The terrorism expert Peter Neumann points out that in almost every terrorist plan that has been uncovered in recent years, the crucial clue has come from the US secret services. Germany is still very dependent on America’s secret services when it comes to fighting terrorism internally. “Actually, this should have the consequence that here in Germany one tries to build up such skills in order to reduce this dependency,” said the professor at King’s College in London on Sunday at the exam of the CSU members of the Bundestag in the Bavarian monastery Seeon.
Neumann said there is a need to stop pitting different extremist threats against each other. “A large, mature and wealthy state like the Federal Republic of Germany should be able to combat several extremist threats at the same time.
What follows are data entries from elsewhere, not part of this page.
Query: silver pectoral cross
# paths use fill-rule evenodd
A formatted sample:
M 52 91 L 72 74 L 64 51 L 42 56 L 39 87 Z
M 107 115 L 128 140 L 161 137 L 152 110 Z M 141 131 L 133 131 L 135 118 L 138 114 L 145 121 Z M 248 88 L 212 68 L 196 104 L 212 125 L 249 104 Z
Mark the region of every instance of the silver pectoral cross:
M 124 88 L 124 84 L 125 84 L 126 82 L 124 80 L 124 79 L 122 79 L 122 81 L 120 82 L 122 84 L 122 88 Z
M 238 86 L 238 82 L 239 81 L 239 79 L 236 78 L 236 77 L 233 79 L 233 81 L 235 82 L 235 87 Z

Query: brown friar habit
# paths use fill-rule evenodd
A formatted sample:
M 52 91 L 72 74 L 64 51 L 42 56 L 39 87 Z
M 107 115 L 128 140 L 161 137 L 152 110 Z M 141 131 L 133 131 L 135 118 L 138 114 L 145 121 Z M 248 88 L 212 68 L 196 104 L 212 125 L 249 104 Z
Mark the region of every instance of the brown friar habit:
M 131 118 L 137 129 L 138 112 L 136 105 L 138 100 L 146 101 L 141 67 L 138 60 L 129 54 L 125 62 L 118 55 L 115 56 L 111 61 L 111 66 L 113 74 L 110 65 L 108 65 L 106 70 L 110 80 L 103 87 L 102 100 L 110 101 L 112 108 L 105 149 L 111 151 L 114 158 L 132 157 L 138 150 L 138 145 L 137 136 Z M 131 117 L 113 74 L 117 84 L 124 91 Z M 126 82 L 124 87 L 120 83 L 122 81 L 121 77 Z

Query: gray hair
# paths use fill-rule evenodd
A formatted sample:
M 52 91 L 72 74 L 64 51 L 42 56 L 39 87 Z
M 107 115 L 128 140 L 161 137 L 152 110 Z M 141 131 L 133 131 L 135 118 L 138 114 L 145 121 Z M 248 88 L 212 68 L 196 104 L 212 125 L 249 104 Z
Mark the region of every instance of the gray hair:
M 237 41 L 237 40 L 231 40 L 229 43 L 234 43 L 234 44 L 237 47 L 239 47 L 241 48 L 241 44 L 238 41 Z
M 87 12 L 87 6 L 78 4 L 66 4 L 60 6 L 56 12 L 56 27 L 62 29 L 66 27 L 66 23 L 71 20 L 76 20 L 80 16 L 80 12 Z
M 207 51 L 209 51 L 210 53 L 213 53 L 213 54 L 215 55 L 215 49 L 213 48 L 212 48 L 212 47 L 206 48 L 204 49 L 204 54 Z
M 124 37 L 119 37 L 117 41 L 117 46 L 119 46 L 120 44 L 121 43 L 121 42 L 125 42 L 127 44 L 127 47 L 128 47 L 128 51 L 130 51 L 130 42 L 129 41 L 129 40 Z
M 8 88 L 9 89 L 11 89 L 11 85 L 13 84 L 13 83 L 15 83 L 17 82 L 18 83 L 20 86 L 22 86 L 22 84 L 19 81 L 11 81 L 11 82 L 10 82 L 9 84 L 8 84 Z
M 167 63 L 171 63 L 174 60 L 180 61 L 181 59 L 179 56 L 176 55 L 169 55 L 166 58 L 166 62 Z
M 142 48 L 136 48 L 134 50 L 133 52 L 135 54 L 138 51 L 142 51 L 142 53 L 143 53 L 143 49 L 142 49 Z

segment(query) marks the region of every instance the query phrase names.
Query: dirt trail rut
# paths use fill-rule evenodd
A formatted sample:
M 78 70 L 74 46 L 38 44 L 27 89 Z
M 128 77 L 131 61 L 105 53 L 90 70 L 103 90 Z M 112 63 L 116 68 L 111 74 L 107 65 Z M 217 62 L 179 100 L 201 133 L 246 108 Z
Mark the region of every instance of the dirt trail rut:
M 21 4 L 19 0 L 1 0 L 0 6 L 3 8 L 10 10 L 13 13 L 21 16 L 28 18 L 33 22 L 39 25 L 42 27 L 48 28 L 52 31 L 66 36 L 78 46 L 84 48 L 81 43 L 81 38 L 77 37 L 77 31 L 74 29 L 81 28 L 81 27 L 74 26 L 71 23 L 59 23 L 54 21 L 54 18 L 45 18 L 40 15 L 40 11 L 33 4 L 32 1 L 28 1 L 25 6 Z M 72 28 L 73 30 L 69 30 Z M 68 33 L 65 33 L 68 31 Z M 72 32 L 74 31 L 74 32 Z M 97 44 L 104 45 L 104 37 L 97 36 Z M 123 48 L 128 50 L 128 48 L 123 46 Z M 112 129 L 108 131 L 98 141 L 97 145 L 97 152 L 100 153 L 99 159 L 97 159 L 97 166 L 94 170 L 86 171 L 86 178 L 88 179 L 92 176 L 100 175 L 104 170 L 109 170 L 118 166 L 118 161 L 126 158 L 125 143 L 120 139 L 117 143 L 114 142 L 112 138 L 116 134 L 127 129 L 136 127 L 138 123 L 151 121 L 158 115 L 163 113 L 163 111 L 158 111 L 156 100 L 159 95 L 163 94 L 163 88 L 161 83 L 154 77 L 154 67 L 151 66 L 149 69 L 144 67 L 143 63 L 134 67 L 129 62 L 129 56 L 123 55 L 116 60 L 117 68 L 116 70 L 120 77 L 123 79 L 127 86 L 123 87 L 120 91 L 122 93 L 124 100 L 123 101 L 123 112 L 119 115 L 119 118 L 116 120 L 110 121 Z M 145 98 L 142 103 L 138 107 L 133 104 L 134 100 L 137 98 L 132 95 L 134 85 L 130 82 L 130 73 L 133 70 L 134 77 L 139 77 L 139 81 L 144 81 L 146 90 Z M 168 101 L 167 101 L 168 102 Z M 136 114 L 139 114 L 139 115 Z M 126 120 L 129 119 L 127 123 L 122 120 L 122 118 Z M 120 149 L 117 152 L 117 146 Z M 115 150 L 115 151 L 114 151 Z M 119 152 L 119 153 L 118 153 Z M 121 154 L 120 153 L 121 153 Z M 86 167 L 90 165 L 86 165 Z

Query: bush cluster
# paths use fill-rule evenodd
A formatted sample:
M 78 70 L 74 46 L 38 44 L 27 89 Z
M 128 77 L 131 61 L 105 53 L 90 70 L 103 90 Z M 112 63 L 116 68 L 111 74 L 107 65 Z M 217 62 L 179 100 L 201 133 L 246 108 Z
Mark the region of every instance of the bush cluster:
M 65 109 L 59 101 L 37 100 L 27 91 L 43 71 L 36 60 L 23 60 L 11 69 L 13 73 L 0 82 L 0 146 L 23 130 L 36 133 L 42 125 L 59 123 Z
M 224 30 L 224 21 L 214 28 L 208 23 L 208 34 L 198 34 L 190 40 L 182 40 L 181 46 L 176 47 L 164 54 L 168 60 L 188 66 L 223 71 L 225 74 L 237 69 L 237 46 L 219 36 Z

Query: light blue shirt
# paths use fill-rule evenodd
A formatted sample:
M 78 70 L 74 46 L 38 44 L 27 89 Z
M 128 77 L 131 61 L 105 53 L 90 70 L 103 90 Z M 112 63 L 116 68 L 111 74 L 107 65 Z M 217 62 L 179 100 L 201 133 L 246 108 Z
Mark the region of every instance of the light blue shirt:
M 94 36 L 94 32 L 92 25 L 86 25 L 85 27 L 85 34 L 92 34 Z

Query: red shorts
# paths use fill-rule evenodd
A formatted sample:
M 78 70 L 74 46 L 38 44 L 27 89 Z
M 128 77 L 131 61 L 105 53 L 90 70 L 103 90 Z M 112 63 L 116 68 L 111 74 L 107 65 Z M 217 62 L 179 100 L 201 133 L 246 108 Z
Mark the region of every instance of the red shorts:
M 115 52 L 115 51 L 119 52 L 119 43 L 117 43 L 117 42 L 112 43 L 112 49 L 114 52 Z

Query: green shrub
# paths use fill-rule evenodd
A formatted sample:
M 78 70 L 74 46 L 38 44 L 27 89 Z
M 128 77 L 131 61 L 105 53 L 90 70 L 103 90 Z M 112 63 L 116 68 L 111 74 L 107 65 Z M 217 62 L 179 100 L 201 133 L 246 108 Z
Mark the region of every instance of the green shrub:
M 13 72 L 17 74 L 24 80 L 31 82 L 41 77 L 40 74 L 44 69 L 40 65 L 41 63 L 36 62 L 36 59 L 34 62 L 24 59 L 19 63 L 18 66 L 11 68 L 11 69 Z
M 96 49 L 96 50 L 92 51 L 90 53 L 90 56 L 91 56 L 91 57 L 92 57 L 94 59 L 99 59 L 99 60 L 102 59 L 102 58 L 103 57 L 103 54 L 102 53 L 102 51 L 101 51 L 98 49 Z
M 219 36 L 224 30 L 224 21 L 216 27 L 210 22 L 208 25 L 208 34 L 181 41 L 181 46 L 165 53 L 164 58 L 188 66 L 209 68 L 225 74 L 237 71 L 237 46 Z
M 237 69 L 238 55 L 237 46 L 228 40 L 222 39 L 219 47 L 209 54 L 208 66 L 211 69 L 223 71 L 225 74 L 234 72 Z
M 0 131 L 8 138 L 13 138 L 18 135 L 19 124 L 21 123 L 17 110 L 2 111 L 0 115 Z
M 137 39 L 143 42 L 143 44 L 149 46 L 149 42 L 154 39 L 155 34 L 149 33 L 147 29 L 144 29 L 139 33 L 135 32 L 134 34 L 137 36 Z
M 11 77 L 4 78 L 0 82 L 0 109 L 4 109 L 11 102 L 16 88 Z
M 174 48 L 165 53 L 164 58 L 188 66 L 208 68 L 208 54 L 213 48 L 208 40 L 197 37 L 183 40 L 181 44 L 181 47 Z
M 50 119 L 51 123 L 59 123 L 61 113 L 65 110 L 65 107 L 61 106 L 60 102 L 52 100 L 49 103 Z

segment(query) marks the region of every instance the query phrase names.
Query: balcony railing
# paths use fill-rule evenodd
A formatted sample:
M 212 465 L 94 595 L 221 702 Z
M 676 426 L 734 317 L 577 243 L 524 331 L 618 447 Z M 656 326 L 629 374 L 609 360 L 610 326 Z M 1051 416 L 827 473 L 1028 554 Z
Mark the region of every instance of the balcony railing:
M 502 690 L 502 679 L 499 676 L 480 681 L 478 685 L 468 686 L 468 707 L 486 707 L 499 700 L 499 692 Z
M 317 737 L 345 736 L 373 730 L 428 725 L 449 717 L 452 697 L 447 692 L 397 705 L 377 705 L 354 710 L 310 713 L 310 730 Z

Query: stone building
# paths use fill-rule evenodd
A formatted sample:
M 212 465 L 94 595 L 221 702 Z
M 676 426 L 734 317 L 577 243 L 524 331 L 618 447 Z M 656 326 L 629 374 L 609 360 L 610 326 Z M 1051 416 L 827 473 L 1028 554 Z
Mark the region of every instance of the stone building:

And of course that means that you shouldn’t be blind in any way.”
Neumann: The threat still exists
The security expert sees the attack, apparently planned in the Ruhr area and prevented by the police, as proof that the Islamist threat in Germany still exists. “The threat is less than it was six or seven years ago, but it’s still there. You can’t forget that.”
Anti-terror investigators had previously arrested a 32-year-old in Castrop-Rauxel in the northern Ruhr area, who is said to have prepared an Islamist attack. The Iranian national is suspected of having obtained the toxins cyanide and ricin for the crime, the public prosecutor’s office and the police said.